The FTT found that HMRC’s enquiries regarding to whom the dividend was appointed, and whether any of the respondents could benefit from it, amounted to a “fishing expedition” in the absence of any evidence for believing that there were potential associated operations within the meaning of the TOAA and, in any case, the enquiries had gone on far too long. It sided with the taxpayers and accepted that the dividend was paid by RHG to a UK resident and not to a Bermudan entity. The FTT said that HMRC’s officer had misunderstood the facts, including by refusing to recognise the actual sequence of the transactions, and directed HMRC to issue the closure notices within six weeks of the ruling.

HMRC then appealed to the Upper Tribunal to reverse the decision on three grounds. It claimed that whilst the FTT stated the principles of the 2017 Beneficial House case in its decision, it did not show how it applied those principles to reach its decision. The FTT’s ruling in the Beneficial House case clarified the factors considered by the tribunal in determining the issuance of closure notice by HMRC in tax enquiries, emphasising the need for a balanced approach and justification for delays.
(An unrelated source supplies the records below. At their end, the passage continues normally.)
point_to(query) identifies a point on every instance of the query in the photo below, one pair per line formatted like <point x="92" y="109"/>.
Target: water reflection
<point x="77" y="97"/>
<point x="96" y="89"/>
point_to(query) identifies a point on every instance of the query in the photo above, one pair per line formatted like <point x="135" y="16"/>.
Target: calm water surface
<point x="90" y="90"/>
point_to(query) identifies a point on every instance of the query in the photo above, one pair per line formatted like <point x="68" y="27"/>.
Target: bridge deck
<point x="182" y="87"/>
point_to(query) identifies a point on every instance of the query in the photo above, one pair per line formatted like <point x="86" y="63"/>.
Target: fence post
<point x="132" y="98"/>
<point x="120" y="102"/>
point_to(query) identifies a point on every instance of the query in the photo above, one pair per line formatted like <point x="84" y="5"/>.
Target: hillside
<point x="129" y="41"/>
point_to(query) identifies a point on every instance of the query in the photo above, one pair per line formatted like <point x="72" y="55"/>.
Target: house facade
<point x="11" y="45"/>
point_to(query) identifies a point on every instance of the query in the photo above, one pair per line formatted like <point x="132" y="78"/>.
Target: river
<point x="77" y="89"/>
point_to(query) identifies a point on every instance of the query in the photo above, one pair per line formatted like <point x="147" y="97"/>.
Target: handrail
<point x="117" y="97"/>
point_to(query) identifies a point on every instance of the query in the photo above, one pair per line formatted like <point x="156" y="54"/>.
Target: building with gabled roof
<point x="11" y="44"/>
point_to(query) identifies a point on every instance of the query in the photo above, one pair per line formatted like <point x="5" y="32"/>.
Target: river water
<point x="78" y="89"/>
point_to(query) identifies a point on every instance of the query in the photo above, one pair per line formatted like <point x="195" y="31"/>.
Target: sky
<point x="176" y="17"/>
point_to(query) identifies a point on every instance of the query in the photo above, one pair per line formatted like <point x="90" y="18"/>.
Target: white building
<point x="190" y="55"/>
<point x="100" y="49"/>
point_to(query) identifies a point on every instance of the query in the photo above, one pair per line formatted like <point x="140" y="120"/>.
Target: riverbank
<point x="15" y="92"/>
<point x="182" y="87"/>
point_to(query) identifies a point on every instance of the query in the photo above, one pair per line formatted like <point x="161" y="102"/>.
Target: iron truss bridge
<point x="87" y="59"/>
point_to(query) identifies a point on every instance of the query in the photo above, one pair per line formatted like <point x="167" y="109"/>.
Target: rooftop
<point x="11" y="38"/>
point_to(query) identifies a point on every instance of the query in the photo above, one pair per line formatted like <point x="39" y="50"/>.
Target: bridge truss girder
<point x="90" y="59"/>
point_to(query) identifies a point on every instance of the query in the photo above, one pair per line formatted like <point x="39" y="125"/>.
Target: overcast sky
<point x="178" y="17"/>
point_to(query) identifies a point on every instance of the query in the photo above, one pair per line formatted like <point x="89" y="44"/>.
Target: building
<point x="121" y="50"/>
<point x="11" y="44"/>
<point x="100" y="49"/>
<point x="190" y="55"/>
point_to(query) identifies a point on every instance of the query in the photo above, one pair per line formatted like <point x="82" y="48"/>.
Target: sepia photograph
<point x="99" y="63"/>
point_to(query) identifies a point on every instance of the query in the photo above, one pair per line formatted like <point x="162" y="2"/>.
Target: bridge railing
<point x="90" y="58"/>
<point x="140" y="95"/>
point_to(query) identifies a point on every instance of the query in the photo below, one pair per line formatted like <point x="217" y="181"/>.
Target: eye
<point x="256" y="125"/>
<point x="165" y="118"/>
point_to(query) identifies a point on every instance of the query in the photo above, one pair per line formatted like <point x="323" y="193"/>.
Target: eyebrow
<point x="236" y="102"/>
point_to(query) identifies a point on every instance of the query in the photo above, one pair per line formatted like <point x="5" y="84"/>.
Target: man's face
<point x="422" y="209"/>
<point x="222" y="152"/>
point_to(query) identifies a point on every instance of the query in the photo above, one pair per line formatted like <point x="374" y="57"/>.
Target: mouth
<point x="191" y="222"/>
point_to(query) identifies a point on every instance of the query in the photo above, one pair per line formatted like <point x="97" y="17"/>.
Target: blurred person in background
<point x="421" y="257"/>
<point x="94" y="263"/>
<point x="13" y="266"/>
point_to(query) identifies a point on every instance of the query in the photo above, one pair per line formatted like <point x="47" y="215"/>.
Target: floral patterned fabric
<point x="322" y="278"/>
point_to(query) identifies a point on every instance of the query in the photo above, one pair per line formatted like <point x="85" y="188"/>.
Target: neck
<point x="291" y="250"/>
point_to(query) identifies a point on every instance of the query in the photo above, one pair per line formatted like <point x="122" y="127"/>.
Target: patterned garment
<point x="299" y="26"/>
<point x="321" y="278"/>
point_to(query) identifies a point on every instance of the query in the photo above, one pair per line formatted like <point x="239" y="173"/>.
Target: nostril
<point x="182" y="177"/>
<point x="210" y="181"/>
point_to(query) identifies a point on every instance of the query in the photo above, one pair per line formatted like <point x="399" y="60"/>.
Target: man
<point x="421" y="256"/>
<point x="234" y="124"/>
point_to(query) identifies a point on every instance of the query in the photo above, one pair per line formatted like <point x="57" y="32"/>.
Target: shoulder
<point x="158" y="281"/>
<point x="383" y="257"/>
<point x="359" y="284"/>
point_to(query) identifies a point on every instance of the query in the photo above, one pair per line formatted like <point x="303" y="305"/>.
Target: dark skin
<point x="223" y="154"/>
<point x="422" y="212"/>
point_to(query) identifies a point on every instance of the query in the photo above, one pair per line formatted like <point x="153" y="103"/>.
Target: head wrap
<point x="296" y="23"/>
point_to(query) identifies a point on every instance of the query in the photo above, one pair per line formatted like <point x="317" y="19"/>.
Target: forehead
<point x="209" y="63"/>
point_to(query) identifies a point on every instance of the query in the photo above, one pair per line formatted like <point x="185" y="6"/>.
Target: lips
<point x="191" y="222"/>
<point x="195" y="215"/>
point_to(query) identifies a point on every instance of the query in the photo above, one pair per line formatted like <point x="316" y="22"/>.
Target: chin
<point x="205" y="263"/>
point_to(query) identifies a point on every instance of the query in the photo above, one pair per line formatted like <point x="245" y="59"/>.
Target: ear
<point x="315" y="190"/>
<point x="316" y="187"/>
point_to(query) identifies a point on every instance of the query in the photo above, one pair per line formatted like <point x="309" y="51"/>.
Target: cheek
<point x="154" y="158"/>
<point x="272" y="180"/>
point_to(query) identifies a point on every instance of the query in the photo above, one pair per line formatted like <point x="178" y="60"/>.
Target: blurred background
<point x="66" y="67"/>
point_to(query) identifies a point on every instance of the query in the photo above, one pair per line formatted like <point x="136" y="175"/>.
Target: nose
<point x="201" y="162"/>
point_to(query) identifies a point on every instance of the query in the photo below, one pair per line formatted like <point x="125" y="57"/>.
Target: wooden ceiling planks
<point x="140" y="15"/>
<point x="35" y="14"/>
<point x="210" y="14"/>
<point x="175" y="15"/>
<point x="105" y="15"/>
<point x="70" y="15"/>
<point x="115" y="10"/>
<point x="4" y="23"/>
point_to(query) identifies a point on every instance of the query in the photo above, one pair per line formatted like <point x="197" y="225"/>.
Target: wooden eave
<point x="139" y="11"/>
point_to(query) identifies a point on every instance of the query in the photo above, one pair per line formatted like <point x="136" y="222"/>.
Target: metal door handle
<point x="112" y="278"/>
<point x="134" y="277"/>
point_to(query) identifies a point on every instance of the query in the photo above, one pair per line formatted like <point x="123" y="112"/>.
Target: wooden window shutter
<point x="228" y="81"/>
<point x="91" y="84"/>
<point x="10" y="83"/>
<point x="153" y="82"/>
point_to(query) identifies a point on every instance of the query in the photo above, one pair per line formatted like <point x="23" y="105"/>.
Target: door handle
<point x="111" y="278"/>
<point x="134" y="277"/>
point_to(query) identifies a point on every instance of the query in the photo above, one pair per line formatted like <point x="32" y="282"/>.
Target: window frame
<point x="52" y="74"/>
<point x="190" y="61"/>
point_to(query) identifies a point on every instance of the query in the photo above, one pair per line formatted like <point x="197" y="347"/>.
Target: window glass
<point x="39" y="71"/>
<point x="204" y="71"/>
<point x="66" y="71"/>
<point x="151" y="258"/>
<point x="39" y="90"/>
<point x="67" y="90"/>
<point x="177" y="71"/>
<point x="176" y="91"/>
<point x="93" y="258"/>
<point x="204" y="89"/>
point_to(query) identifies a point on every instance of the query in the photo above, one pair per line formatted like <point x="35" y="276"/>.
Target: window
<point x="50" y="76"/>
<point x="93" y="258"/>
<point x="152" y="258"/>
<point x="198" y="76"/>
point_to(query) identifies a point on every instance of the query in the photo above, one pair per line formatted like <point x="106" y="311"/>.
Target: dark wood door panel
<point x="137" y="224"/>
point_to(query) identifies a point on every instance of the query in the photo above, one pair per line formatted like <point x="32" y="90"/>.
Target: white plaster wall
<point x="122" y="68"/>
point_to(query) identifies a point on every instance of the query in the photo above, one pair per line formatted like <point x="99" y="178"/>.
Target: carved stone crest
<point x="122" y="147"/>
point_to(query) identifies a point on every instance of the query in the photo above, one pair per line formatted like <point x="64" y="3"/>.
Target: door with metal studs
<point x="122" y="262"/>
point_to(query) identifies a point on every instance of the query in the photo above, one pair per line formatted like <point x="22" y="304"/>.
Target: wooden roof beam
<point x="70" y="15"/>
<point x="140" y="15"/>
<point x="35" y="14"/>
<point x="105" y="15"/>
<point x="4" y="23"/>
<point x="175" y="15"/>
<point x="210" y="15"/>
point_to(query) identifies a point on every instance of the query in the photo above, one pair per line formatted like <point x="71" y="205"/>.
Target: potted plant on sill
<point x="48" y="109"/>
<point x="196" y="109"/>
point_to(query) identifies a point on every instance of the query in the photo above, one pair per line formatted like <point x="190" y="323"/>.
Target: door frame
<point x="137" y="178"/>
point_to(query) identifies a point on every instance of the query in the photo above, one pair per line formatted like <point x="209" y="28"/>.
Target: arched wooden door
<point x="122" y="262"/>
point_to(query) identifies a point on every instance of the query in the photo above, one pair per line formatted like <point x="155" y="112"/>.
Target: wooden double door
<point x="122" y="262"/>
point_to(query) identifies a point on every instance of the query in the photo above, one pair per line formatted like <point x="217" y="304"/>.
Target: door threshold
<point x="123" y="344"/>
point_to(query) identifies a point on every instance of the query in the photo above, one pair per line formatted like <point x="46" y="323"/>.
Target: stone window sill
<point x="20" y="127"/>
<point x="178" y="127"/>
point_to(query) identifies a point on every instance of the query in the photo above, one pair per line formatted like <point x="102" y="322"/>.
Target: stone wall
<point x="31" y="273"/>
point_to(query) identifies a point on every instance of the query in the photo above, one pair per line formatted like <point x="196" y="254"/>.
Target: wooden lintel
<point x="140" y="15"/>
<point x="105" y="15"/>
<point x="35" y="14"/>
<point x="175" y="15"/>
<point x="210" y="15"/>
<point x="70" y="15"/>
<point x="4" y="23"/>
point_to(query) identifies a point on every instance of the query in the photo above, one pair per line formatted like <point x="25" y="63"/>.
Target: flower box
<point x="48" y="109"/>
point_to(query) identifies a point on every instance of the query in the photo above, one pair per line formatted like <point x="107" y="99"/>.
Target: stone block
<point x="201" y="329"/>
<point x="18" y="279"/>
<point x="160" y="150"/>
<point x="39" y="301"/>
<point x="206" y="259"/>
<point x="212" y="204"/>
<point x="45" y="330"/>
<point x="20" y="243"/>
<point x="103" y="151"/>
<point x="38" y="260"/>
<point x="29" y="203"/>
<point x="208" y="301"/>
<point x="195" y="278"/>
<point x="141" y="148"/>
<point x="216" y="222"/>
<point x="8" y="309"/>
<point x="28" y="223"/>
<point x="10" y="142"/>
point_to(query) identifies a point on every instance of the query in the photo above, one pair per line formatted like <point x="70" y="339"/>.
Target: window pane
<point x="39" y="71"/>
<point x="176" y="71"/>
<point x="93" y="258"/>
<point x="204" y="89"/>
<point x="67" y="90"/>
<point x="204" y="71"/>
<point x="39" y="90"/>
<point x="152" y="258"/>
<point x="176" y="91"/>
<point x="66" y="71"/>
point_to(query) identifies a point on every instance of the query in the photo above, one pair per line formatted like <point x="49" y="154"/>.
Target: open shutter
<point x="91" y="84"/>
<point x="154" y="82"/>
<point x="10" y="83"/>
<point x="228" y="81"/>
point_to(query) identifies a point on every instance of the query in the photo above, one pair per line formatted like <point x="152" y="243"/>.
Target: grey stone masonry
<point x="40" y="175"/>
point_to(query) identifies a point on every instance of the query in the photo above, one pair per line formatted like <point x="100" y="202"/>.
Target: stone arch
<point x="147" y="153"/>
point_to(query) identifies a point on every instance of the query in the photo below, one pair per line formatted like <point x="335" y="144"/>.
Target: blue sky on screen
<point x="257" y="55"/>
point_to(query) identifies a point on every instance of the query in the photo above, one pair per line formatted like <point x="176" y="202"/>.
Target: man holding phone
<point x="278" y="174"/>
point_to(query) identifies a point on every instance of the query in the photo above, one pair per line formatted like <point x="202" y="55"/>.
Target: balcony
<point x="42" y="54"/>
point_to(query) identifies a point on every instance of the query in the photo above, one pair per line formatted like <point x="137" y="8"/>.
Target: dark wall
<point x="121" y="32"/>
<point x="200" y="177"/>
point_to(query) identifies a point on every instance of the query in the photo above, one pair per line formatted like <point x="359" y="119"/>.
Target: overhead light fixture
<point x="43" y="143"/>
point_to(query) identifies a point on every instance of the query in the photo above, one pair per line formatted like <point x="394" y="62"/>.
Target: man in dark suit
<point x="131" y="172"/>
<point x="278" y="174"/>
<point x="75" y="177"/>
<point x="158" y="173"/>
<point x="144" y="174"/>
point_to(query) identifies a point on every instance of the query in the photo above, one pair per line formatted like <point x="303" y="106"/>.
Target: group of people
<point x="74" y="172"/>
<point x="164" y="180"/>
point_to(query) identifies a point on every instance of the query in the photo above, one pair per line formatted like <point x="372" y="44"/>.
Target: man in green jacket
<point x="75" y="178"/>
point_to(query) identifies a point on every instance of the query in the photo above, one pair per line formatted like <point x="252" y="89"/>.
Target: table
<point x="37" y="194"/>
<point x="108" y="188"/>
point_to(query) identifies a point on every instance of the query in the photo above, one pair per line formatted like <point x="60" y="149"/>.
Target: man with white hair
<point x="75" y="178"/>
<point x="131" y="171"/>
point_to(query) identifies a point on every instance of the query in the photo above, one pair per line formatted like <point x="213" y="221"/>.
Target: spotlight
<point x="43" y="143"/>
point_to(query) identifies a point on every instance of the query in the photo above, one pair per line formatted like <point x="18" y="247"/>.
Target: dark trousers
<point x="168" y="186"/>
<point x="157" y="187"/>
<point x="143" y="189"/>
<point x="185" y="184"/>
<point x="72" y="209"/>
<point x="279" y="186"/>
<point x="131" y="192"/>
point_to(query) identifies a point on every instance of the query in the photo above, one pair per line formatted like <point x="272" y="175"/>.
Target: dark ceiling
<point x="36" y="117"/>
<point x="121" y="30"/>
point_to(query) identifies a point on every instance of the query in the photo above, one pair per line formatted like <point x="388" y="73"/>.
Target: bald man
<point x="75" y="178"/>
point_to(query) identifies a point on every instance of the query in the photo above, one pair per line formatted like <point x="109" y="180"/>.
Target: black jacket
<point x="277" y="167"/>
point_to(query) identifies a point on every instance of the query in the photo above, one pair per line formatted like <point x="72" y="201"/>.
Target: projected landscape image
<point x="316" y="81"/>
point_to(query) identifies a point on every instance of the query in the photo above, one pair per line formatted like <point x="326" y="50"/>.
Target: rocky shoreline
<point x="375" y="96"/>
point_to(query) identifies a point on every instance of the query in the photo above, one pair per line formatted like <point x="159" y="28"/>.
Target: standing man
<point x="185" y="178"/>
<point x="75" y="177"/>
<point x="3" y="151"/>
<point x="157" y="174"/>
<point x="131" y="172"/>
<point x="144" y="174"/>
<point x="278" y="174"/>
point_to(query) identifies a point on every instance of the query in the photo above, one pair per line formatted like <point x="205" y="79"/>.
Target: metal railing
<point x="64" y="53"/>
On this ground, HMRC argued that the FTT ignored the fact there was a lack of evidence of the funds being moved from RHG to Relkeel, because HMRC had not been given that information. In doing so, the FTT implied that HMRC was not entitled to ask for such information.

On the second ground, HMRC contended that the FTT was wrong in deciding that the taxpayers had “well known and reputable advisors”.

On the third ground, HMRC said that the FTT erred in law in finding that no liability could arise for any of the taxpayers because of the distribution from RHG to a UK resident and influenced the FTT’s conclusion in finding that HMRC had enough information to complete their enquiries.

The Upper Tribunal dismissed HMRC’s appeal on all three grounds. The tribunal confirmed that the guidance in Beneficial House was not a rigid list of criteria and instead offered general principles that would differ depending on the case by using a “value judgement” and “balancing exercise”.

The ruling reaffirmed that in any event all enquiries must be reasonable and proportionate. Here, given the lengthy exercise of the enquiries, there was a question as to whether HMRC was entitled to continue to request further information into the 20-year-old dividend. This is particularly the case where the taxpayers had, throughout the history of the enquiries, provided HMRC with a considerable volume of information on a voluntary basis to assist them in arriving at a conclusion on the matter.

In relation to the second ground, the Upper Tribunal found HMRC’s submissions failed to set out clearly what legal principle was being disputed in relation to the FTT’s decision that HMRC should issue the closure notices. It also decided that the FTT’s decision showed no error of law, stating that HMRC’s incorrect understanding of the facts extended the enquiry and even without taking into account the reasons for the delay, the FTT had the right to decide in its overall assessment that the enquiries should be brought to a close by the issue of closure notices to the taxpayers.

“Taxpayers should also be aware of the importance of establishing clear grounds of appeal and a lack of explanation as to the grounds raised – for example, merely stating a disagreement with the view of the FTT can be fatal to the outcome of an appeal of any nature,” said Shannon Mills, also of Pinsent Masons.

In the recent case of Marlborough DP Limited, in which HMRC successfully appealed against the FTT’s decision relating to a tax avoidance scheme, the Upper Tribunal stressed the importance of identifying grounds of appeal as clearly as possible, and pointed out that “it is not sufficient simply to state that the FTT erred in law by holding as it did” when appealing a decision on certain grounds. 

“It is rare to see an appeal against the FTT’s decision to require HMRC to issue a closure notice. The taxpayers in this case will be frustrated that by making such an appeal, HMRC has been able to further delay the issuance of the closure notices. It may be that HMRC has been waiting for information from other sources, for example, from overseas tax authorities and that this delay is beneficial to HMRC’s position,” added Mills.